Last week, my in-class presentation was a response to “What Novels Can Do That Films Can’t (And Vice Versa),” by Seymour Chatman. I expressed my frustration over Chatman’s implied favoritism of novels, quoting his text in the various areas where he focuses on the advantages of written narratives (literature) over visual narratives (film). When reading Edward Branigan’s “Narrative Comprehension and Film,” I could not help but feel that he successfully countered Chatman’s argument by highlighting the different ways that camera angles work to enhance narratives – a feature that written narratives cannot fully imitate. Though slightly confused by some of the explanations of filming techniques, I think we are all able to take away one solid definition and exploration of that definition: “Narration is the overall regulation and distribution of knowledge which determines how and when the spectator acquires knowledge” (76).

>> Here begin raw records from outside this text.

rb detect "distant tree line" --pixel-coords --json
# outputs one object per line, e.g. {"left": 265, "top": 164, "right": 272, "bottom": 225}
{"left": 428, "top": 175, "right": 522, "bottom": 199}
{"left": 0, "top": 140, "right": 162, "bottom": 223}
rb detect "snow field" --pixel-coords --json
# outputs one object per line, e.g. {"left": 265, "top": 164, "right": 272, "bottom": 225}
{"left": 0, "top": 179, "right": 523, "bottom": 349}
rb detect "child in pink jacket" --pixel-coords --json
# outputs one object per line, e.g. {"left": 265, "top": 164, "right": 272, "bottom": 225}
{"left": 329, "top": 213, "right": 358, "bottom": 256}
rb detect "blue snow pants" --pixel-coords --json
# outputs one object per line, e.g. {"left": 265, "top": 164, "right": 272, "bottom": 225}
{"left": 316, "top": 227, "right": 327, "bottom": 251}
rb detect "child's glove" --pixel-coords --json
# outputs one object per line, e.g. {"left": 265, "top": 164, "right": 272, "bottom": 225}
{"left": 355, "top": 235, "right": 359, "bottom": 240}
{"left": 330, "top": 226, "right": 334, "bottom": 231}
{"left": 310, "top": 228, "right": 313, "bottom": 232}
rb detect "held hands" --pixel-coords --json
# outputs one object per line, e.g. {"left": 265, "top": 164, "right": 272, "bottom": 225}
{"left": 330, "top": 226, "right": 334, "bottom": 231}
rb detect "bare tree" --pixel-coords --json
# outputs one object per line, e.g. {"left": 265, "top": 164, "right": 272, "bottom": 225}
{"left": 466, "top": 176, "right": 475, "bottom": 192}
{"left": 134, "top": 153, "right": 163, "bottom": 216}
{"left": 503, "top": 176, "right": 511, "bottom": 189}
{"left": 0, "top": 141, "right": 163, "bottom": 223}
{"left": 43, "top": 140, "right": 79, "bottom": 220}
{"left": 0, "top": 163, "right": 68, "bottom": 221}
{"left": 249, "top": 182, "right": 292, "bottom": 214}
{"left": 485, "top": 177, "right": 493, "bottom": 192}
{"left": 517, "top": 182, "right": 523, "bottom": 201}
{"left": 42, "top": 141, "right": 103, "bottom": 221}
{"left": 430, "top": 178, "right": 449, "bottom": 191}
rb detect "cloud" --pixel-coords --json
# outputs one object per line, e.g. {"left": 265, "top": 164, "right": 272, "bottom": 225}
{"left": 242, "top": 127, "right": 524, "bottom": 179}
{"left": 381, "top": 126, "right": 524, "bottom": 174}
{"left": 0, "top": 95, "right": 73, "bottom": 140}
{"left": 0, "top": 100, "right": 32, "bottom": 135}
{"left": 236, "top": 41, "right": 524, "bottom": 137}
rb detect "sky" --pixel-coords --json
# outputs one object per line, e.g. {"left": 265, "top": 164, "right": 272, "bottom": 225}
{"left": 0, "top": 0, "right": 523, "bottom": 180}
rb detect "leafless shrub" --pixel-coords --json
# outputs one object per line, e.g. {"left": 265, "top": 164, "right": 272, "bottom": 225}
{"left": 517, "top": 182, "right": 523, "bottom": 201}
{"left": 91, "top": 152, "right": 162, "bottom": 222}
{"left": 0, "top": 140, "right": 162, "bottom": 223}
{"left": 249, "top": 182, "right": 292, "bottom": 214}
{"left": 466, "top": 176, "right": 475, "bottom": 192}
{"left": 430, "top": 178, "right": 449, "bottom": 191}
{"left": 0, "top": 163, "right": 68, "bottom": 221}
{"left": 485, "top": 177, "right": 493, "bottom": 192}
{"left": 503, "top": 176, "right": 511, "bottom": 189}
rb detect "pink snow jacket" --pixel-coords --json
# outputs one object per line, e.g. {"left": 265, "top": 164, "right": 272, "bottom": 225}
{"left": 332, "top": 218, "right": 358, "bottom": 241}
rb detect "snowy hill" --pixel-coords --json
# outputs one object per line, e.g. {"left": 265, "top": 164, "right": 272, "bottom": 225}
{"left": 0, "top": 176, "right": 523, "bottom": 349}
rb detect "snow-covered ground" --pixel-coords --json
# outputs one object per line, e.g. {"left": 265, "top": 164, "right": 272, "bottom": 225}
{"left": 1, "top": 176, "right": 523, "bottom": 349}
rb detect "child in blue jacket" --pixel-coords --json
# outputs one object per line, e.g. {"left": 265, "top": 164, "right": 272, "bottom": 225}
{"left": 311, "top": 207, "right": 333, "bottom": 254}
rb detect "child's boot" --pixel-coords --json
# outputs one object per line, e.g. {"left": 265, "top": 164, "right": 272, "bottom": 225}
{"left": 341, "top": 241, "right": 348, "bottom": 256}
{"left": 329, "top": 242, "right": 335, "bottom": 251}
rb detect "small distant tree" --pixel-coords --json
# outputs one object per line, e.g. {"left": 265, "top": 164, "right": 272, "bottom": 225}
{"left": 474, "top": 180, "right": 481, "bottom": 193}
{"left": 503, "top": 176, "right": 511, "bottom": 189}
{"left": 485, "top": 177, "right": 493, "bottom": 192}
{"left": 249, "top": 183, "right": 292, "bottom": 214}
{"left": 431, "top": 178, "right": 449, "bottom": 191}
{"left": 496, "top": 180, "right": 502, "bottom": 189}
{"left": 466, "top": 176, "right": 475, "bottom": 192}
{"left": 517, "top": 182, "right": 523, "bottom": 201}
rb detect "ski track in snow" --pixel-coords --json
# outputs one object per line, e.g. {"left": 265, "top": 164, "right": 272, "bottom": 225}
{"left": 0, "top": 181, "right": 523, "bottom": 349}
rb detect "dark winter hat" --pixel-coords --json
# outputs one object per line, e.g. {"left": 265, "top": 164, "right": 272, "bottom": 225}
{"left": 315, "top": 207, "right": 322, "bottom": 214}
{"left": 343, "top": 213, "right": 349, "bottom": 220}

Branigan poses an example for consideration, Nick Fury. The question I asked myself is what are some other clear examples of how camera angles control and enhance narration? More specifically, are there examples of film that benefit from serious camera control that demonstrate benefits that cannot be utilized in written narratives?
One example that comes to mind is the film Vantage Point. If you are not familiar with this narrative, it’s basically a re-telling of the same day (when the president is shot) through the eyes of several different characters. It is not until the audience sees the day through the eyes of the last character that they fully understand what truly happened on that day. This is suspenseful and intriguing, keeping audience members at full attention. They are at the mercy of the constantly changing camera angle, trying to search for clues and details that would be glossed over in any other narrative. This technique empowers the film, granting it better reception by having something different to hook the audience with.

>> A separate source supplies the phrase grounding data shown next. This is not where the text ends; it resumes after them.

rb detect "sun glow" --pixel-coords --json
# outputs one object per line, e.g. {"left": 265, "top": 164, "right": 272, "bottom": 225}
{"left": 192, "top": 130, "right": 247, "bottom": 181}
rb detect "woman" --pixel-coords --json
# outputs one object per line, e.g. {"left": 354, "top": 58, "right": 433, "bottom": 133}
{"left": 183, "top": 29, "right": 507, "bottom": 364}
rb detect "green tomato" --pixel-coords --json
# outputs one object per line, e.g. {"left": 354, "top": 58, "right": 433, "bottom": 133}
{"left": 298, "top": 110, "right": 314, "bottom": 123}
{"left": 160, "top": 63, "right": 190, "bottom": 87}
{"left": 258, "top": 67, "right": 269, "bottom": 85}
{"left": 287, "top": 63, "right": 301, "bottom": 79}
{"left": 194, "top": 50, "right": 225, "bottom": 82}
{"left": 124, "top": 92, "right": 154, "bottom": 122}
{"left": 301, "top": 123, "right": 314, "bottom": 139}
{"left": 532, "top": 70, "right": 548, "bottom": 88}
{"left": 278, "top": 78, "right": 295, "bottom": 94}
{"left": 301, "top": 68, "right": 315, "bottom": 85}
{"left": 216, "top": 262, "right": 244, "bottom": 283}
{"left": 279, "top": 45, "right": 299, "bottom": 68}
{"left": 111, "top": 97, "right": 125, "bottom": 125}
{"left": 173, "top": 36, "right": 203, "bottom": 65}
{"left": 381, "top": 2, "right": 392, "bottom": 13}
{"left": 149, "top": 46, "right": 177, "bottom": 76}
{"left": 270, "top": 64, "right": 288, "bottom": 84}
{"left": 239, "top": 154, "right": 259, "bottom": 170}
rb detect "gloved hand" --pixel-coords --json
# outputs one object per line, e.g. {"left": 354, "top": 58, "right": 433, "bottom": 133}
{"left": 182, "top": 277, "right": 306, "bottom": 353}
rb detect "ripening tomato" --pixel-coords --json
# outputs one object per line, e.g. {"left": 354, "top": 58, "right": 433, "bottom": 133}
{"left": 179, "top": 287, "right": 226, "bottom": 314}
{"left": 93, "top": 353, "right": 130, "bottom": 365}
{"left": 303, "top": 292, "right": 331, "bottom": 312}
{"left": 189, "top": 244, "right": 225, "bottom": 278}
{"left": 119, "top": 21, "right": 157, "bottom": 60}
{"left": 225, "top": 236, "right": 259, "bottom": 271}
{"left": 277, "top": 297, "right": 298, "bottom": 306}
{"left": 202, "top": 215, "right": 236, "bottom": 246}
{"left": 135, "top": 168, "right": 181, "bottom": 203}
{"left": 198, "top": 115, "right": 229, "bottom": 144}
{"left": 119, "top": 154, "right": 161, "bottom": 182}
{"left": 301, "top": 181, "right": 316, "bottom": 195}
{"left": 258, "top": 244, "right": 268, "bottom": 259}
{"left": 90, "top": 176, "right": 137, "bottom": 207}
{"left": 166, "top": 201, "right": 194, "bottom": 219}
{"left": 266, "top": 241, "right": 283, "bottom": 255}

When trying to think of a written narrative that mimics the limited filming of different camera angles, the ever so cheerful As I Lay Dying comes to mind. I remember being tortured with this novel in high school, listening to the teacher stress how Faulkner’s a genius for telling the story through chapters experienced by different characters. This is the closest style of written narrative that I could think of when considering Branigan’s intense explanation of camera angles. Similar to the filmed narrative, this type of written narrative has a strong control of what the reader finds out by seeing through the eyes of only the character telling the current chapter. The difference here is what the film can do but the novel cannot (sorry, Chatman). Here, the novel cannot capture the intense interest of the audience members in the same way that the quick moving camera successfully grabs all movie-goers.